Même après 8 cocktails champagne-vodka, il n’y a pas une chroniqueuse de mode qui prédirait la forme des chaussures dans cinq ans. La mode est incertaine parce que c’est justement le métier des créateurs de mode d’imaginer des nouvelles tendances.
Beaucoup d’économistes font ça à leurs artistes.

Même après 10 gobelets de café sans sucre, il n’y a pas un historien de l’art qui expliquerait que la peinture est univers clos, stable, à périmètre constant. Botticelli a inventé une vision que n’avait pas Giotto qui lui-même a créé une technique que n’avait etc..
Beaucoup d’économistes font ça à leurs artistes.

Même après 12 pilules d’antidépresseur, il n’y a pas un critique littéraire qui prétendrait juger de la santé ‘littéraire’ d’un pays en aggregeant des données dont le seul mérite est d’être mesurable (le nombre de voyelles, de pages, les kg de chaque roman). Beaucoup d’économistes font ça à leurs artistes.

Même après 14 buvards de LSD, il n’y a pas un groupie de musique planante qui tenterait de définir son trip en faisant des dérivées secondes sur les variations du volume sonore. Pink Floyd ouvre des nouveaux horizons cosmiques multicolores (multicolores comme les éléphants nains qui volent dans la véranda lorsque les deux lunes vertes font une éclipse totale de supernova)  qui ne sont pas modélisables par des équations mathématiques.
Beaucoup d’économistes font ça à leurs artistes.

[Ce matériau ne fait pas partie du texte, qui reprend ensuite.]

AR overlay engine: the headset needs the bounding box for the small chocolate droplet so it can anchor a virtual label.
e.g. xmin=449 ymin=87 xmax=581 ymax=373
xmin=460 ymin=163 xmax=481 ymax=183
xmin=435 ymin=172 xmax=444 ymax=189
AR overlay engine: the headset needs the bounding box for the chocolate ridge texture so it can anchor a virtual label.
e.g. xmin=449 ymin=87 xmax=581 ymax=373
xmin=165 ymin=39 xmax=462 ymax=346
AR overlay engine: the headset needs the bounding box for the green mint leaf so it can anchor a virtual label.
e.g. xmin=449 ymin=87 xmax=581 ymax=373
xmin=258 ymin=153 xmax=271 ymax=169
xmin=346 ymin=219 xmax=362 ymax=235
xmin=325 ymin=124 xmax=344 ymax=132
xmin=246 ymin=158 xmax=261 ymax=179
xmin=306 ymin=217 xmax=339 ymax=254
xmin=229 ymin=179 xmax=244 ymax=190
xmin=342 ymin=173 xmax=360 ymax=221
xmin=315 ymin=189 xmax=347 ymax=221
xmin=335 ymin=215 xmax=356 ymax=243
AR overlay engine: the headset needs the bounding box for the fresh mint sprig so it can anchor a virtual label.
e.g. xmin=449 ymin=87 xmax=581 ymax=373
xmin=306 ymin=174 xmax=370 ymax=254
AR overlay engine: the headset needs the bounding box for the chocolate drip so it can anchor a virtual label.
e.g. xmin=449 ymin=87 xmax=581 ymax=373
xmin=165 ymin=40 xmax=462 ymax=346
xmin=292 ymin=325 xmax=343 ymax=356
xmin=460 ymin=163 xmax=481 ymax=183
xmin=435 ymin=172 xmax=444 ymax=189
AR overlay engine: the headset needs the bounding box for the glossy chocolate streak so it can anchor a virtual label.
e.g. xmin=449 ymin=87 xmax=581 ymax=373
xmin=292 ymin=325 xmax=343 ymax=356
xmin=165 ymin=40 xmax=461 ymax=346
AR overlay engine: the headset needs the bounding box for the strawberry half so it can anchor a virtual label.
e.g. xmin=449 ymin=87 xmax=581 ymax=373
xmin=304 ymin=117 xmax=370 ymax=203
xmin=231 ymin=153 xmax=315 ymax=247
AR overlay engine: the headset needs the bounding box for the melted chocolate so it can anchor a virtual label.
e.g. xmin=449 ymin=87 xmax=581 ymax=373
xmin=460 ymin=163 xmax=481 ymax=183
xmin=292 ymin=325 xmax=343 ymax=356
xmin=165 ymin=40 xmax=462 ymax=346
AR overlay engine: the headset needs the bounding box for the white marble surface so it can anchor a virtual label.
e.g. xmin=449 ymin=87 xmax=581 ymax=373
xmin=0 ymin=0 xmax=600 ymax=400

Les entrepreneurs ont beaucoup moins de chance que les artistes ou les inventeurs. Beaucoup de théoriciens de leur activité,  même sans avoir bu un verre d’eau minérale, peuvent bâtir d’immenses constructions pour modéliser l’activité économique en zappant complètement l’importance des initiatives individuelles et imprévisibles.

En zappant le coeur de la spécificité de l’économie comme de l’art ou de la science : l’action humaine.